Creating a Real-World Dataset Simulating Organized Crime Communication

The ROXANNE project is developing a cutting-edge solution to help Law Enforcement Agencies (LEAs) perform extremely efficient investigations through sophisticated use of biometric technologies (such as Phonexia Voice Biometrics), automatic speech recognition, and large-data processing automation—all within the boundaries of a privacy-first legal framework. The last-mentioned point, however, also means a significant challenge for the evaluation of the ROXANNE solution itself. How can one evaluate the solution’s performance in the real world if there is limited real-world data to be used due to privacy, GDPR, and other ethical constraints? This is where the ROXANNE’s unique evaluation dataset comes in.
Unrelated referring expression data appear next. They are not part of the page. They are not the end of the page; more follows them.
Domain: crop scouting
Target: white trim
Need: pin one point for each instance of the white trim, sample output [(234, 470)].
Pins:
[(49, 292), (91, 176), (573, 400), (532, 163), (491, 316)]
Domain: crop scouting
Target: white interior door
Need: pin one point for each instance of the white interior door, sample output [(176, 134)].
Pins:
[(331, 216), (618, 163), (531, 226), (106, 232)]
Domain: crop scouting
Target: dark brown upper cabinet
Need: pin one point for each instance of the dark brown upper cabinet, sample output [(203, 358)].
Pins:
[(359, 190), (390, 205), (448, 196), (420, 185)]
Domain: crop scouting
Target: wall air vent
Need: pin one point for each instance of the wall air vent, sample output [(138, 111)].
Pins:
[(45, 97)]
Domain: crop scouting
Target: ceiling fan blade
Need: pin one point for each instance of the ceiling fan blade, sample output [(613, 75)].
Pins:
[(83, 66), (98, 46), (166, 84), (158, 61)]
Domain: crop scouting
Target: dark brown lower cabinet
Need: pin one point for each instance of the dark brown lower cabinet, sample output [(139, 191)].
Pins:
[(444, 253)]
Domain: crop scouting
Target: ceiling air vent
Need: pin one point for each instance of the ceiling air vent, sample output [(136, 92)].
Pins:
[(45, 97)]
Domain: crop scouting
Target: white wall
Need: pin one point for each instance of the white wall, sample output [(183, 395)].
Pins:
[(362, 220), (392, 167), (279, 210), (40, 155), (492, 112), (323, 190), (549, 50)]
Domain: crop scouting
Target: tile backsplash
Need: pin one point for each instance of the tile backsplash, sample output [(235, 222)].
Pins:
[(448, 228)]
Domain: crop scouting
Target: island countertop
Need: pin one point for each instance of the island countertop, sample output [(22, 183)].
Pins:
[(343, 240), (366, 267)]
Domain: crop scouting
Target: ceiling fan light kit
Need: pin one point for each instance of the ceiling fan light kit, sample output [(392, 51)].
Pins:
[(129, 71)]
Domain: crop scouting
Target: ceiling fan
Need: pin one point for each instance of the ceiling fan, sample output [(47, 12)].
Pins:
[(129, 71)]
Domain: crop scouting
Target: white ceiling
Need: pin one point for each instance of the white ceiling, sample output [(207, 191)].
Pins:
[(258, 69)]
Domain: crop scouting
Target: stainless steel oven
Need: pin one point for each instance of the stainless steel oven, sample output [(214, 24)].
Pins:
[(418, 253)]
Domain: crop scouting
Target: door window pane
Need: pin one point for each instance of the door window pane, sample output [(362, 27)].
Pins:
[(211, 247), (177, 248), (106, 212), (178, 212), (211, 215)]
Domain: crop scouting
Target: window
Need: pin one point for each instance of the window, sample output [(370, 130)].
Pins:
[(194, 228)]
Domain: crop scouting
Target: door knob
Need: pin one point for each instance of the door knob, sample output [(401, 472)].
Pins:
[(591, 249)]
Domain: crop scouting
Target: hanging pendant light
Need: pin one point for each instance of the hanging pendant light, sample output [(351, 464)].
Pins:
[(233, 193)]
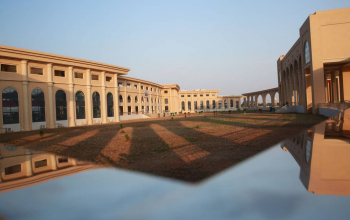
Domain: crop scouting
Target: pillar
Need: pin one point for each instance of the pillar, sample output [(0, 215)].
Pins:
[(116, 98), (88, 105), (24, 65), (104, 97), (71, 113), (50, 96)]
As the ROXANNE platform’s promise is to offer actionable intelligence based on the automated analysis of multiple sources of information, including audio, video, and text, the solution’s testing requires a very intricate set of evaluation data, closely reassembling the real-world scenarios.

Obtaining such complex data would be a difficult task by itself, but when you add to it the strict nature of data privacy policies and the European Union’s GDPR legislation, this task becomes very challenging to achieve.
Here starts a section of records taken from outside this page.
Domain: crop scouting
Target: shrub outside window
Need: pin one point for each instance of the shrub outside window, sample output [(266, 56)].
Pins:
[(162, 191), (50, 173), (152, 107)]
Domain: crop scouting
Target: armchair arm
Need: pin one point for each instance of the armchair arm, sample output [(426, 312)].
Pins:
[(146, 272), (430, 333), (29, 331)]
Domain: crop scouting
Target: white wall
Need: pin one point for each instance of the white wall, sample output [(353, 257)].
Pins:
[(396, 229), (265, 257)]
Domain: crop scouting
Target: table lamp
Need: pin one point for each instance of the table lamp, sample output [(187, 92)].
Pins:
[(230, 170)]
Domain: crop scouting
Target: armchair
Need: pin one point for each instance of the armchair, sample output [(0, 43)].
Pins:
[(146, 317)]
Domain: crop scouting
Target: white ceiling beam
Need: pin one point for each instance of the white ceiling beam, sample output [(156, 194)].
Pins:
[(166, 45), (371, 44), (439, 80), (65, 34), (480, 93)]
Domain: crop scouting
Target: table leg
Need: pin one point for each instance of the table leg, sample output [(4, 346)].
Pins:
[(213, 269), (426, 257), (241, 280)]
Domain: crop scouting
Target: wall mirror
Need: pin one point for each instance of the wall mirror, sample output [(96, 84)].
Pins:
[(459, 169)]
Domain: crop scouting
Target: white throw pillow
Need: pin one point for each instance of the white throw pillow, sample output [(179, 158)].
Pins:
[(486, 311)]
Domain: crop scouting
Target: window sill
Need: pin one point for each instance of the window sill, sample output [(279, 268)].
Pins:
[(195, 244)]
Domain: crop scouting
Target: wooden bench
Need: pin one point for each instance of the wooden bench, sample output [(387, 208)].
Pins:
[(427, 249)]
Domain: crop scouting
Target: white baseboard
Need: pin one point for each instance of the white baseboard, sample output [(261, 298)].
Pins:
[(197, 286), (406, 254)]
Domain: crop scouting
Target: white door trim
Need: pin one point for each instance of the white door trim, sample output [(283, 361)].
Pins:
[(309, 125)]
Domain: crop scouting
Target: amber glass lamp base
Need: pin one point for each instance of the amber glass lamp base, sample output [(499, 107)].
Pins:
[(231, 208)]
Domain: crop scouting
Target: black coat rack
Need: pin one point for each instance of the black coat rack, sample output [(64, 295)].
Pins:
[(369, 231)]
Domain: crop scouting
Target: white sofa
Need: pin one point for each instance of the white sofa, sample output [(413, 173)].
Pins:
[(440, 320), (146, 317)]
Therefore, the ROXANNE project’s consortium decided to create its own evaluation dataset that would be as close to the real world as possible.

Not only would this dataset be helpful for evaluation purposes, but it would also be extremely useful for the demonstration of the solution’s capabilities to Law Enforcement Agencies.

ROXSD: a Dataset Simulating Organized Crime Communication

After extensive discussions, it became obvious that the only way to create such a dataset was by starting from scratch. The primary focus of the dataset’s recordings was on the telephone conversations intercepted legally via law enforcement means.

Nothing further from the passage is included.